I posted a link to that article in "the stockmarket is crashing" thread if you want to read the whole thing


----------



## boults_4545 (23 May 2006)

out of interest how often do we get times with conditions close to conditions at stock market crashes but not get stock market crashes?


----------



## coyotte (23 May 2006)

The big difference between 87 and now.

The DOW had been going UP like a skyrocket (pull back around this time of year)


These where the days of buying on the dips --- and it worked for a few years.


----------



## Sean K (23 May 2006)

It's more psychology than fundamental I reckon, so keep talking it up and we'll have one!


----------



## chris1983 (23 May 2006)

I dont think its more psychology.  It will happen if its going to happen.  Personally I havnt sold any of my stocks.  Ive taken a battering but im still in it because I believe the market will come back.  A lot is going to rely on the economic data that is released from the USA.  Lets all have a little prayer.  Hope it isnt too bad   In the end China and India are still going to need metals and oil and uranium.  So hey i reckon this fall will only last a few months and we will be back on track.  I just wanted to see the opinions of others


----------



## noirua (31 December 2007)

It's a bit of a game in these volatile markets that look set to stay that way for a longtime yet. It's a case of doing your homework well. Finding coal, iron ore etc., is great, with a big but, $5 million is peanuts and without joint venture partners it's tough in these markets to raise enough cash. Partners need to be able to take the commodity themselves and be experienced sellers of it.

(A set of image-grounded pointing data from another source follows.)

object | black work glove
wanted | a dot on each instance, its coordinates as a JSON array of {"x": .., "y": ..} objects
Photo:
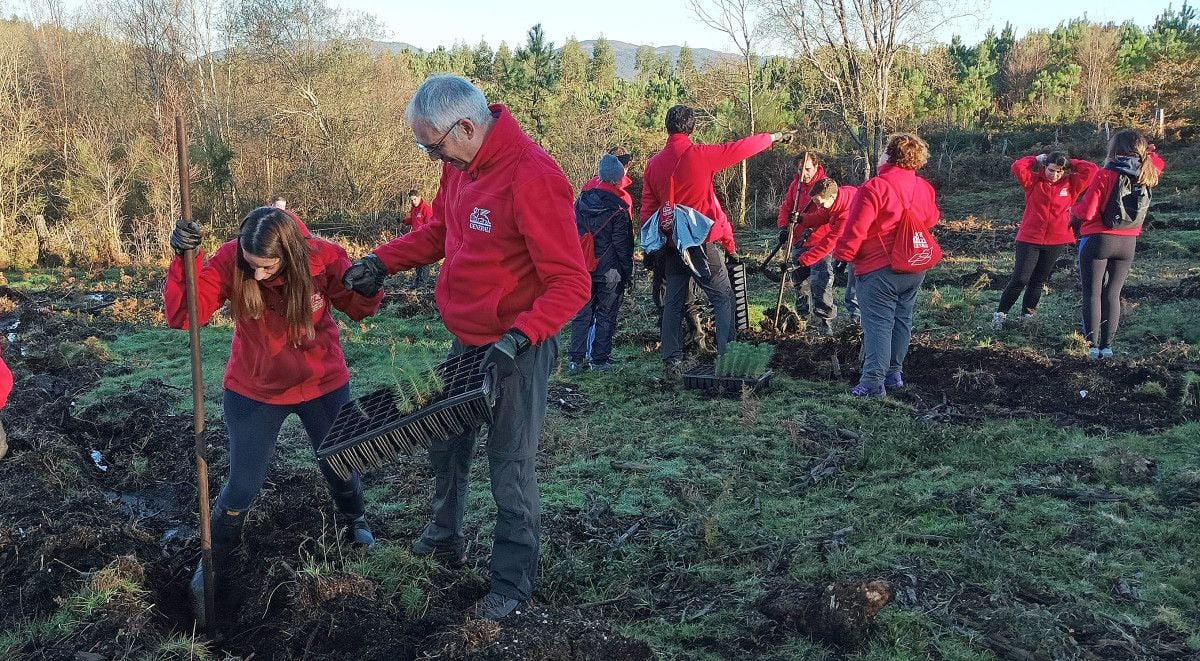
[
  {"x": 186, "y": 236},
  {"x": 503, "y": 353},
  {"x": 365, "y": 276}
]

Is the commodities price fixed to good growth requirements in world markets. Or is it a needed commodity to supply power to cities, such as thermal coal. 

How deep is the commodity, if its good quality hematite at 65% FE or better and at a depth of up to 350 metres that's not bad. Some depths at close to 1,000 metres raise questions. Can it be easily dug out or is there hard rock present.
Watch out for these tenements that are close to big finds, so are lots more tenements. Close to Oxiana etc., is just a case of name dropping. 
We are exploring for Uranium and it's risen 20-fold in the last 3 years, so what, they haven't got any. 
They've surveyed the area and have found an anomaly that looks like a large deposit of coal, iron ore etc., Lots of costly drilling to follow up, if they can get a rig that quickly. 
Then comes the placing of stock and shareholders putting another $5,000 up and so it goes on. 
The Founding Directors are not risking much as they got in cheap long before the IPO. 

There are railing costs and have they got permission to use another companies railway and is there enough capacity. How far away is the port and can it handle all the extra commodity. 

A find may cost up to $100 million to setup a mine. So that $5 million in the bank is a paltry sum. 

...and so it goes on, especially if the company has not got much mining expertise on their board of directors and have to bring in expensive MD's etc.,

Don't let me put you off, there are great winners to come out there, but the sector is high risk to very high risk. So take care with money you either can't afford to lose or if you are likely to get into a forced sellers position.


----------



## noirua (24 January 2008)

noirua said:


> It's a bit of a game in these volatile markets that look set to stay that way for a longtime yet. It's a case of doing your homework well. Finding coal, iron ore etc., is great, with a big but, $5 million is peanuts and without joint venture partners it's tough in these markets to raise enough cash. Partners need to be able to take the commodity themselves and be experienced sellers of it.
> 
> Is the commodities price fixed to good growth requirements in world markets. Or is it a needed commodity to supply power to cities, such as thermal coal.
> 
> ...




Posted this not knowing what would happen a few weeks down the line. Only difference is that most stocks are cheaper now and there has got to be a lot more value out there.


----------



## noirua (19 February 2008)

Time to look, me thinks, at those bombed out uranium explorers. Fair enough, they ain't got any Uranium, but the bombing has been worse than Dresden ( bombed to ground level in WW2).

***Have been known to be wrong, however...


----------



## GREENS (24 March 2008)

Came across this article in the Sydney Morning Herald today, well worth a read.

Some unloved stocks are now a third of the price that they deserve to be and the share market rout presents bargains for retail investors and corporate predators, analysts say.

Cheap share market valuations have led to strong merger and acquisition (M&A) activity, particularly in the resources sector. The the most recent example is the Lihir Gold/Equigold NL combination announced on Friday, and a takeover bid by Indophil Resources NL for Lion Selection Ltd announced on Thursday.

"And we're going to be more of this, there is no doubt," said independent analyst Peter Strachan.

CopperCo Ltd, which is merging with Mineral Securities Ltd, was a prime example of a company now priced at a third of its value, he said.

Mr Strachan said many companies were trading at bargain basement, bottom-of-the-cycle levels.

"They're probably three to five per cent from the bottom in any continued downward movement, which I think we're going to get," Mr Strachan said.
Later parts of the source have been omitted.